Back in January, blogger Mississippi Fred Macdowell posted scans of the Rittangel Hagaddah [pdf], a 1644 Hebrew-Latin Haggadah that has the distinction of including musical notations for two of the songs. Last month, high school students at the Tannenbaum Community Hebrew Academy of Toronto performed them in concert. Here's his followup post with video of the performance.
posted by Mchelly (5 comments total) 10 users marked this as a favorite
 
Fun factoid from the first link: Chad Gadya in Latin is "Unum hoedulum, unum hoedulum"
posted by Mchelly at 5:53 PM on April 9, 2014 [2 favorites]


Back in January...2012.

Just clarifying for others who might be confused - this is very cool!
posted by Lemurrhea at 6:12 PM on April 9, 2014


...blogger Mississippi Fred Macdowell...

*cries*
posted by middleclasstool at 6:50 PM on April 9, 2014


Faster versions of Adir Hu and Ki Lo Naeh, from the comments.

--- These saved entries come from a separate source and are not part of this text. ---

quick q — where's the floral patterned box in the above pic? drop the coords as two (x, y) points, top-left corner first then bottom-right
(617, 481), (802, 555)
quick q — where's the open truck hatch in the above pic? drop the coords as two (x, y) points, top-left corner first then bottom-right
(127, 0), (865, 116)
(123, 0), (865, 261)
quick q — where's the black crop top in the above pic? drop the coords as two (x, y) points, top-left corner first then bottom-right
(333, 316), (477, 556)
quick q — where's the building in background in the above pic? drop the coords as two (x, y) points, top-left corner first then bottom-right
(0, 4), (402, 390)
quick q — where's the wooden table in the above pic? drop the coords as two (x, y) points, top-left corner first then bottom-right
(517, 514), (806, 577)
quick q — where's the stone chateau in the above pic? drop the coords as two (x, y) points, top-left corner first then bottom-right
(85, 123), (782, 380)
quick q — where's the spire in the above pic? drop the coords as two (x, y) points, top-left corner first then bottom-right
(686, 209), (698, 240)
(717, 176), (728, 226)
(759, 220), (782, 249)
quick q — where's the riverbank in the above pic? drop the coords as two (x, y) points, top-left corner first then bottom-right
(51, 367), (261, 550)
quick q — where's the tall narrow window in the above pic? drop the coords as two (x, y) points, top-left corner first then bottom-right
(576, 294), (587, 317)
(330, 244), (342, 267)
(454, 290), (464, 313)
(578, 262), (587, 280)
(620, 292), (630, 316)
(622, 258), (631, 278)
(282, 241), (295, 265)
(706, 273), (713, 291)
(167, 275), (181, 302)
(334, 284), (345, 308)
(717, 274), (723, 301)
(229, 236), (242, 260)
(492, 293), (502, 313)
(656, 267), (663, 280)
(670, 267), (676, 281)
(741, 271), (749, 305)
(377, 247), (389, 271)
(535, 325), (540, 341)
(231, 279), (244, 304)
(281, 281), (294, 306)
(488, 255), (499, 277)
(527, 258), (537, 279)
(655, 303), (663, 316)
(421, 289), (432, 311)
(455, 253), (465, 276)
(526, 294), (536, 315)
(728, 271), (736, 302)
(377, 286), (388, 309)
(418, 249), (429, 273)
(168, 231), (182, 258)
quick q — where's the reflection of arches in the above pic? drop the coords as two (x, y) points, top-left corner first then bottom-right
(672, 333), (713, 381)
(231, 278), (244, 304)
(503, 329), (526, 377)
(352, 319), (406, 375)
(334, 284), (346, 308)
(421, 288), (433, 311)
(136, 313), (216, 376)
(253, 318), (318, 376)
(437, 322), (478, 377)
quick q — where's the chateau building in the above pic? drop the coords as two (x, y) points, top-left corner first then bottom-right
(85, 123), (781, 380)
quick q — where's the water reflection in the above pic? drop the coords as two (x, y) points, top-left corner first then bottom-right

I'm not especially musical, but the tunes are actually quite similar to modern versions I've heard. They do sound a bit renaissancey, though.

Pro tip: you can sing "kadesh, urchatz" to the tune of Greensleeves! Try it!
posted by Joe in Australia at 9:14 PM on April 9, 2014


Dude, you can sing EVERYTHING to the tune of Greensleeves.

At camp (ah, Jewish kids at camp, important formative experience) we discovered, conversely, that "Adon Olam" (a prayer heard every week during Jewish Shabbat services) can be sung to any tune. "Greensleeves" happened, of course, then "O Tanenbaum" and "Silent Night" (that last one stuck--it was kind of sweet). The theme from "Gilligan's Island" didn't quite work but it was close enough for us. Someone made us stop when we got to the Star Wars theme.